Acababa de leerlos, cuando ella apareció junto a la puerta de la cámara; lo miraba con ojos diferentes. Había conocido esa ansiedad de su mirada al cruzarse con sus familiares, en varias ocasiones, pero nunca clavándose en sus ojos.
—¿Qué sucede?
—No me deseas. No quieres hijos de tu mujer.
Se quedó como hecho de piedra, indefenso ante una espada invisible… Inocente y estúpido, ¿cómo había creído que ella no le exigiría lo que cualquier otra mujer?
—Mi fe me impide acercarme a mujer alguna, yo elegí los votos de Dios.
Como era de suponer, Magatha no lo entendió. Un abismo los separaba y él no era capaz de cruzarlo para llegar junto a ella.
Le sorprendió entonces la insistencia de sus peticiones. No estaba dispuesta a ceder, y a partir de ese momento la duda se apoderó de Angus. La discusión, a pesar de ser silenciosa, se alargó, y le resultó difícil atajarla. Ella se daba cuenta de que cedía a muchas de sus pretensiones, de que era débil, y él empezó a darse cuenta de algo que le traería graves dificultades.
La felicidad parece basarse en la imitación. Angus veía a Widu cortar el aire con sus espadas de madera, y sabía que deseaba hacerlo tan bien como su padre. Veía a su mujer suplicarle la unión carnal, y sabía que deseaba tener hijos como las demás mujeres… Se imaginó a sí mismo imitando a Cristo, y se sintió, por primera vez en muchos años, realmente perdido.
Perdido en el valle de oscuridad de la vida. Tenía que convertirse en algo que no deseaba; o él mismo iba en contra de los designios del Altísimo… O acaso, pensó, el Altísimo le concedía una compañera para que él siguiese otros designios, apartándolo con bondadosa y severa mano del camino trazado… o tal vez él era un cobarde que deseaba, por encima de cualquier otra cosa, ser algo que no era… un ególatra, un hereje de su propia vida, un renegado de lo que el buen Dios le profesaba.
Lo atribuyó a la presencia de aquellos dioses tenebrosos, de aquellos rituales terribles, de aquellas fuerzas que brotaban de la naturaleza y que eran adoradas día y noche, de aquel sincretismo promulgado por la Orden de la Espada, por la aspiración de los señores de la tierra… Todo eran excusas. ¡No podía!
Angus sufrió, y ella, además, empezó a mostrarse distinta.
No eran pocas las noches en las que lo castigaba con su inconformidad, hasta que la ira de la joven hizo acto de presencia.
Se dio cuenta enseguida: ella empezaba a odiarlo por no satisfacer las expectativas de su felicidad, y él empezaba a despreciarse a sí mismo por quedarse allí, en medio de aquel erial de la vida, en medio de la nada, en tierra de nadie.
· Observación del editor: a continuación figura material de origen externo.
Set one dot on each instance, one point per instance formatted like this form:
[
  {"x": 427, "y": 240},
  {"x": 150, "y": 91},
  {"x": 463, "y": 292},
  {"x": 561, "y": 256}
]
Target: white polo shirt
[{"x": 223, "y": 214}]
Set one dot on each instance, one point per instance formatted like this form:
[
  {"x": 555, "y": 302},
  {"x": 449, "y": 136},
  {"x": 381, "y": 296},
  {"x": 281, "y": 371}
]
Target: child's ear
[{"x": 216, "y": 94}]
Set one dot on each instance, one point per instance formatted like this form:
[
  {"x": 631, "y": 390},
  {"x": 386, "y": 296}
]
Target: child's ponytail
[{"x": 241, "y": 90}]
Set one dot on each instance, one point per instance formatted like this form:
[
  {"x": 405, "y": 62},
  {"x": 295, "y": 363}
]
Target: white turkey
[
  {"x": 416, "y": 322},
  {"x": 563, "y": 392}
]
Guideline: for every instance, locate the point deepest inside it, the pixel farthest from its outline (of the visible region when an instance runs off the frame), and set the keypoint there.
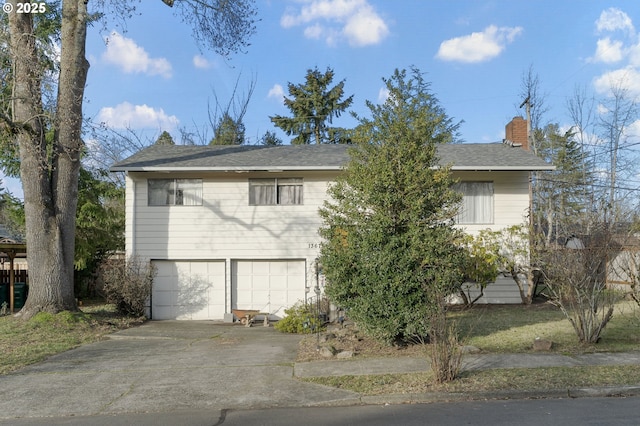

Lejos de Dios y del camino recto que él mismo había elegido por inspiración; y también lejos de ella, incapaz, a pesar de dormir a escasa distancia, de concederle lo que le suplicaba ya con rabia, ser un hombre, un padre para sus hijos…
Por otro lado, algo en él se revelaba, ¿por qué debía convertirse en lo que ella necesitaba? ¿No le bastaba con la ayuda que le había prestado? La había rescatado de las fauces de un dragón; ella había sido menos que un perro en el seno de su propia familia, ¿por qué ahora se lo recompensaba de tal modo? ¿No era él digno merecedor de su comprensión cuando ella lo había sido de la suya? ¿No merecía él su compasión cuando él mismo la había sentido hacia ella?